Metadata-Version: 2.4
Name: antislope-ai
Version: 0.1.1
Summary: Local AI coding supervision layer — watches your code, runs on-device review, surfaces findings via MCP
License-Expression: Apache-2.0
Project-URL: Homepage, https://github.com/zcj220/antislope-ai
Project-URL: Repository, https://github.com/zcj220/antislope-ai
Project-URL: Issues, https://github.com/zcj220/antislope-ai/issues
Keywords: ai,code-review,mcp,ollama,local-ai,developer-tools
Classifier: Development Status :: 3 - Alpha
Classifier: Intended Audience :: Developers
Classifier: Programming Language :: Python :: 3
Classifier: Programming Language :: Python :: 3.11
Classifier: Programming Language :: Python :: 3.12
Classifier: Topic :: Software Development :: Quality Assurance
Requires-Python: >=3.11
Description-Content-Type: text/markdown
License-File: LICENSE
Dynamic: license-file

# antislope-ai

**Stop your vibe-coded project from turning into a mess.**

You're using Cursor, Copilot, or Claude Code to write code fast — but AI generates a lot of code quickly, and without a feedback loop, issues pile up silently until the codebase becomes too tangled to fix.

antislope-ai is a local background layer that:

- **Watches every save** → runs an on-device AI review automatically (no API cost, no code leaves your machine)
- **Catches issues early** → flags naming problems, missing docs, risky boundaries before they stack up into debt
- **Feeds your AI tool live context via MCP** → Cursor / Copilot / Claude Code automatically know your active rules, project structure, and recent findings without you pasting anything manually
- **Saves tokens** → instead of re-explaining your project in every conversation (2,000–20,000 tokens), MCP injects a compact, always-fresh summary (~1,000 tokens total)

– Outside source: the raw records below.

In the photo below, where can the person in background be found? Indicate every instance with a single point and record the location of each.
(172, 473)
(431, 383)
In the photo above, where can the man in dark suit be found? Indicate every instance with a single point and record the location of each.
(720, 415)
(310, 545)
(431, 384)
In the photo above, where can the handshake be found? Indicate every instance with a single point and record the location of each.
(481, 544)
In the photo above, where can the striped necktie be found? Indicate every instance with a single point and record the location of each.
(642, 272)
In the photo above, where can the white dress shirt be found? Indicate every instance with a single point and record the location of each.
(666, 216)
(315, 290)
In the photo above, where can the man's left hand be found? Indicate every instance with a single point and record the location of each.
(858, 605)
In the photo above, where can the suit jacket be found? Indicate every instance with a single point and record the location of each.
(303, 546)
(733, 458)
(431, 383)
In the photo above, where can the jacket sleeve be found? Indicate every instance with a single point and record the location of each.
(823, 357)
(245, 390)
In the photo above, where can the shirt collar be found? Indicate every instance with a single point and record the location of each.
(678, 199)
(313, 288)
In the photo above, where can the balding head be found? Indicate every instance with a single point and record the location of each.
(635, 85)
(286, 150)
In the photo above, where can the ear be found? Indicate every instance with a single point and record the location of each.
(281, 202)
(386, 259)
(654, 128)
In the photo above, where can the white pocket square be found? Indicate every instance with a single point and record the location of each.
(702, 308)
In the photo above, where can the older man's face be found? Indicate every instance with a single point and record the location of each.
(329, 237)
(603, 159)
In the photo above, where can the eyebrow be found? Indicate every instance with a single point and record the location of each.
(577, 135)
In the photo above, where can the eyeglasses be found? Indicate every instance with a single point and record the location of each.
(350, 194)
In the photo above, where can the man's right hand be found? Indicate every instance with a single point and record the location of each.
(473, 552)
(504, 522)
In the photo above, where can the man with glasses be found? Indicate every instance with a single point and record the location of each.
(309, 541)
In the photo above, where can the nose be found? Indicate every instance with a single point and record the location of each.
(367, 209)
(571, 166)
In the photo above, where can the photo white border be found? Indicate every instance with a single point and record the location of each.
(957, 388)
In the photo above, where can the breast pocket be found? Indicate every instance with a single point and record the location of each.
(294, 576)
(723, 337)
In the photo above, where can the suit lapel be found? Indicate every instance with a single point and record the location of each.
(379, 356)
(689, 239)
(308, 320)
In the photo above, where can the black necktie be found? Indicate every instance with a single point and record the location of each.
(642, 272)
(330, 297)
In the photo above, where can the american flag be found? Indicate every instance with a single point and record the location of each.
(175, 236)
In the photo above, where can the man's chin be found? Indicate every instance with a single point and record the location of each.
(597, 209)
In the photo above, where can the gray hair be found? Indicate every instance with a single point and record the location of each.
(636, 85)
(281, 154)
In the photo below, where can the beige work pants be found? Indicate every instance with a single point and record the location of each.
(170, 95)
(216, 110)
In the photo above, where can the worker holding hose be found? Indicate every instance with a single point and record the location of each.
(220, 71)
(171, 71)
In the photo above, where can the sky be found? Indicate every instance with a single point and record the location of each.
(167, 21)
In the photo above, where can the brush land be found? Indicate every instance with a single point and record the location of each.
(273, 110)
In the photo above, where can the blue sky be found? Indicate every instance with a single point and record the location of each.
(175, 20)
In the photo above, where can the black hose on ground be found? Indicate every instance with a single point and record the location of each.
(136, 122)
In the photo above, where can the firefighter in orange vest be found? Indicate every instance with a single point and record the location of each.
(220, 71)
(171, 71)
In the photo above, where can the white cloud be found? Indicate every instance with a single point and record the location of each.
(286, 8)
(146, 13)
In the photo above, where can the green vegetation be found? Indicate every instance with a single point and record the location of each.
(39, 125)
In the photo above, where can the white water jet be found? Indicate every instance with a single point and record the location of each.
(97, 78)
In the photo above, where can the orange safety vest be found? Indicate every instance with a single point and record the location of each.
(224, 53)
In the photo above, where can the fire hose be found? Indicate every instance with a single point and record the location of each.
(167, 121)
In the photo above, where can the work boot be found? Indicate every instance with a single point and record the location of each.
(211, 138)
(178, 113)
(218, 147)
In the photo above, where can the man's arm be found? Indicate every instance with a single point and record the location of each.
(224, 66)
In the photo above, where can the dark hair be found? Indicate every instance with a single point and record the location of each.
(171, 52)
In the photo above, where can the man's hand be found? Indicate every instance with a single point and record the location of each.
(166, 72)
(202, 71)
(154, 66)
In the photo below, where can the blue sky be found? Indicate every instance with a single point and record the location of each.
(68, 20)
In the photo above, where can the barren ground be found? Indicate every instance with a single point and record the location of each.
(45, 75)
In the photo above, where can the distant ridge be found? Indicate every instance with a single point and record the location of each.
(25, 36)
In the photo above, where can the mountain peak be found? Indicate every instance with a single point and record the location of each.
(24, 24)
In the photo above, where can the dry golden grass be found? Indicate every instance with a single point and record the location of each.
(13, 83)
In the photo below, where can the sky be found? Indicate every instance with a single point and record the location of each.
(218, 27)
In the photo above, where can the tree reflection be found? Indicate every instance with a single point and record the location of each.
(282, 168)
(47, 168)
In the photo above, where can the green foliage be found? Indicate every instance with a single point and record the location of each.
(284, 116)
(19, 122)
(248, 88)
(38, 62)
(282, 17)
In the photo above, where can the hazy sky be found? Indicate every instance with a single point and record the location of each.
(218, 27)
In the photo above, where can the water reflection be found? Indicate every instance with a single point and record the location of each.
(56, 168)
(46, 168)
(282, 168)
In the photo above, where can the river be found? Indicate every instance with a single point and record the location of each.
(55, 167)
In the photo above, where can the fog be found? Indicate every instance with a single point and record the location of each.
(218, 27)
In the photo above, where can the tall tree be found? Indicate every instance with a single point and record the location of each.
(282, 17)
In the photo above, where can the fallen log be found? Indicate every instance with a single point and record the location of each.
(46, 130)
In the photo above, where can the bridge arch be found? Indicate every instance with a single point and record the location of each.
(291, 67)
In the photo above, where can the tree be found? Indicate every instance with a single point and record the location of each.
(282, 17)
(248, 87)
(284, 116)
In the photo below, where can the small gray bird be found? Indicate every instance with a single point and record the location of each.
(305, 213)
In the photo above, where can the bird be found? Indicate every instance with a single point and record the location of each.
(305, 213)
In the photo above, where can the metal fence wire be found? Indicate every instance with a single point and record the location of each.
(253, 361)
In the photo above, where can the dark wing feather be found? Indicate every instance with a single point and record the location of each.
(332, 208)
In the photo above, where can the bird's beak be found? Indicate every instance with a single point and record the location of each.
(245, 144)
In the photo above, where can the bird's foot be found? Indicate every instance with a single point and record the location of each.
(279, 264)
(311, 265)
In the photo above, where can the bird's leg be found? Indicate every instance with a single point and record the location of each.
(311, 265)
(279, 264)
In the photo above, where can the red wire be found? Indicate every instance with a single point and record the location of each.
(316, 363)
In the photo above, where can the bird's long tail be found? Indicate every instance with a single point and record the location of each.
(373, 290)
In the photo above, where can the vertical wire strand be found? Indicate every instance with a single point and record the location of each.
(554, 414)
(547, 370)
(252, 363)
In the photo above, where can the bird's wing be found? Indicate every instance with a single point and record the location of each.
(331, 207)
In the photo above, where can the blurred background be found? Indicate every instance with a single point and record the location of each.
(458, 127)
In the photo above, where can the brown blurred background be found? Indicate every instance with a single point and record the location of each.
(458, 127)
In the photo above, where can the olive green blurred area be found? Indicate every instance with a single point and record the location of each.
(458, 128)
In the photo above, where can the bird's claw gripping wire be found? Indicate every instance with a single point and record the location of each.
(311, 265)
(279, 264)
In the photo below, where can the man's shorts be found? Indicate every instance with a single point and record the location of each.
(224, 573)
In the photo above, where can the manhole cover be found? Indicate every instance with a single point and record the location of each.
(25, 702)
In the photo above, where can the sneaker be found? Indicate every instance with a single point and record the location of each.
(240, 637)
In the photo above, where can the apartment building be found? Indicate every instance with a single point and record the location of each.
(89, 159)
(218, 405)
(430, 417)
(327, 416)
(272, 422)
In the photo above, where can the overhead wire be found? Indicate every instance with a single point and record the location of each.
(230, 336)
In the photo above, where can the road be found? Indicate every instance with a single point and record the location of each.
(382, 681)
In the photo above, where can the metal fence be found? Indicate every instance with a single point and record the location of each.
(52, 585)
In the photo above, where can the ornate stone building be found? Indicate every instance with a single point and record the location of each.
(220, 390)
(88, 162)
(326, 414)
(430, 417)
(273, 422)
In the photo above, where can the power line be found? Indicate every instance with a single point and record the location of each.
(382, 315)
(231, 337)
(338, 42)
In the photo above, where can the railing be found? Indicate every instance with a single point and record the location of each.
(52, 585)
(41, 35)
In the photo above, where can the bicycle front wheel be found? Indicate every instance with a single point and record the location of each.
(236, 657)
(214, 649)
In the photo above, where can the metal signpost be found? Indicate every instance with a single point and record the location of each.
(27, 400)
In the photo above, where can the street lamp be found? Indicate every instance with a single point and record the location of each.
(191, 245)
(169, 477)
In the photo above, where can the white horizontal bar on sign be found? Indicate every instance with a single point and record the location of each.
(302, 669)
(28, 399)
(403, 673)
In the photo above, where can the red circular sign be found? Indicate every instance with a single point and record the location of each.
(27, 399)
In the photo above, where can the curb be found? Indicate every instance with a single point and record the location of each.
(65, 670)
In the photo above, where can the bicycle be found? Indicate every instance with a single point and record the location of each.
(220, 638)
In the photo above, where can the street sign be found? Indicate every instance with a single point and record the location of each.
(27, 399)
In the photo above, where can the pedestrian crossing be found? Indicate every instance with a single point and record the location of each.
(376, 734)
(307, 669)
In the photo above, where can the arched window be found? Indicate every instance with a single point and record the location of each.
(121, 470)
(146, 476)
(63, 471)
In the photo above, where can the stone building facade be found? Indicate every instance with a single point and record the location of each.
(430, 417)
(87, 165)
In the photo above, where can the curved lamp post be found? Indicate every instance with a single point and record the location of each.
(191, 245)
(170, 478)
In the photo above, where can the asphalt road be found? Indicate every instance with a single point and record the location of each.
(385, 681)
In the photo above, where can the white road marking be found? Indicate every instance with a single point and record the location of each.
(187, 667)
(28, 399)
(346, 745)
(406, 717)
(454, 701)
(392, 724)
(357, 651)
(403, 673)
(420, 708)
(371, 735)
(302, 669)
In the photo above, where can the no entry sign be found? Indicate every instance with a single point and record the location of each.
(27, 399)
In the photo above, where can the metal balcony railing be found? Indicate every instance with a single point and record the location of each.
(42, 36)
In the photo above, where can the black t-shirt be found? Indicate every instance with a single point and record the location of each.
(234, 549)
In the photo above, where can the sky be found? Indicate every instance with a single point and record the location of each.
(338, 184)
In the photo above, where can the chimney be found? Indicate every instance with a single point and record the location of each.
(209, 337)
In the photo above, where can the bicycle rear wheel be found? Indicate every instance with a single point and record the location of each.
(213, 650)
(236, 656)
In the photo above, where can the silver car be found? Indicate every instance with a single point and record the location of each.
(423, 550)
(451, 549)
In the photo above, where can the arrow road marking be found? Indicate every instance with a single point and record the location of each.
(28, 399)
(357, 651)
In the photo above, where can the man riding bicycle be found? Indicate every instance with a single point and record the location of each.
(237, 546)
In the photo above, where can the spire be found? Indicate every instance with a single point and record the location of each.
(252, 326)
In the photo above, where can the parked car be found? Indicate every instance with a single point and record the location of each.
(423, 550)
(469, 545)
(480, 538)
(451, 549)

> Designed for vibe coders and beginners: runs silently in the background, no manual code review needed, works with whatever AI coding tool you already use.

## How it works

```
  Your editor  ──saves──▶  watcher  ──triggers──▶  local model (Ollama, free)
                                                           │
                                                    review results
                                                           │
  AI coding tool  ◀──MCP tools──  dashboard (http://127.0.0.1:8771)
  (Copilot / Cursor / Claude Code)
```

- **Local model** (qwen2.5-coder:7b or any Ollama model) reviews every save against your project rules — runs on your machine, zero API cost
- **Dashboard** shows current issues, risk chains, and handling status
- **MCP endpoint** lets Cursor, VS Code Copilot, Claude Code, and others automatically read your active rules and recent findings — no manual copy-paste, fewer tokens per session

## Requirements

| Item | Version |
|------|---------|
| Python | ≥ 3.11 |
| [Ollama](https://ollama.com) | latest |
| macOS / Linux | — |

> Windows is not tested. Ollama runs on Windows but the shell commands differ.

## Quick start

```bash
# 1. Install Ollama and pull a model (one-time)
brew install ollama          # macOS
ollama pull qwen2.5-coder:7b

# 2. Clone and set up
git clone https://github.com/zcj220/antislope-ai.git
cd antislope-ai
python3 -m venv venv
source venv/bin/activate
pip install -e .

# 3. Initialize project
antislope init

# 4. Start the dashboard (also starts the MCP server)
antislope dashboard
# Open http://127.0.0.1:8771 in your browser
```

## Watch a file for live review

```bash
# In a second terminal
antislope watch --file path/to/your/file.py
```

## MCP integration (AI coding tools read your rules automatically)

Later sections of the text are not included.